I give this a 4 out of 5 due to the errors I found in the book (minor, mostly in the exaple problems). In addition to vague number scheming in functions or algorithms for for solving functions.Otherwise a great book. Lots of material.

many typos

The material is all mostly valid, and the topics presented are treated in a sophisticated manner. This is not meant as an elementary text in numerical analysis.One unfortunate distraction, that appears on every page, is the obsolete font. By comparison with fonts in more recently written texts, including those books by the same publisher, the printed text of this book appears smudged. Despite the author's claim in the preface to the second edition, it is not true that "all sections have been rewritten". But maths books are notoriously expensive to retype, because of the intricate equations that appear. I suspect what happened here is that the publisher largely went the easy route of re-using the older camera-ready files.Another backwardness is the reference in the above mentioned preface, written in 1987, to software packages by IMSL and NAG. These certainly still exist. But by now, packages by Mathematica, Maple and Matlab are more prevalent, at least for undergraduate students. Though for readers experienced in this subject or in programming, they should be able to write code implementing the algorithms.

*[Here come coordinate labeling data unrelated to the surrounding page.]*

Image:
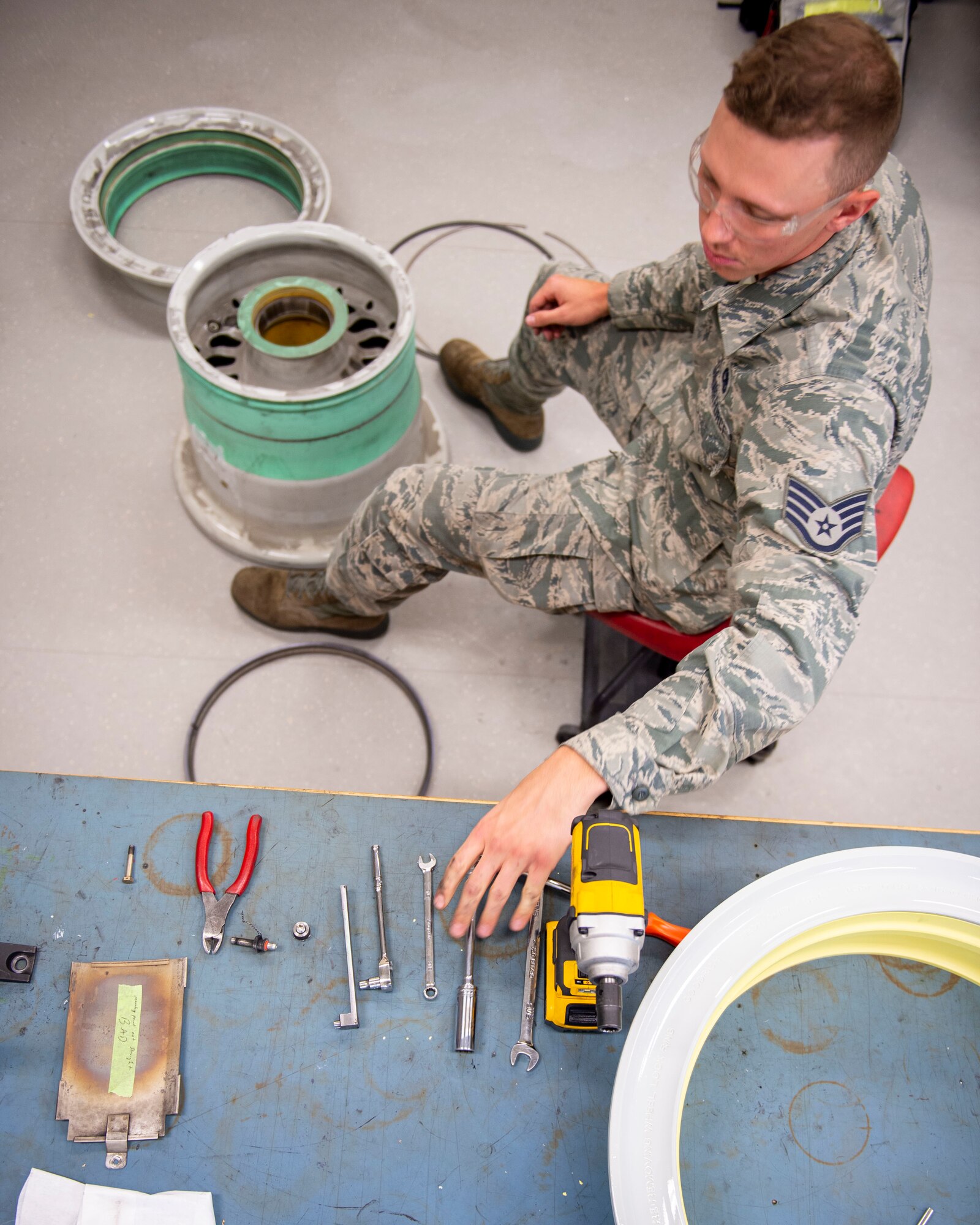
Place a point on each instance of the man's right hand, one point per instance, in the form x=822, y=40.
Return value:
x=567, y=302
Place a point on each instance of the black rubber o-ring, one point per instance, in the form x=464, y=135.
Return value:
x=311, y=649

Out of some 7 or 8 numerical analysis texts from which I have learned or taught, this is easily the best. Its organization is standard, its exposition is excellent, it is comprehensive in its coverage of introductory topics, it has a very good bibliography, and its problems are very good. It is a good introduction for graduate students; it is a little advanced for most undergraduates, though strong undergraduates would benefit from its use. No computer coding is supplied though coding from the book's explanations is straightforward.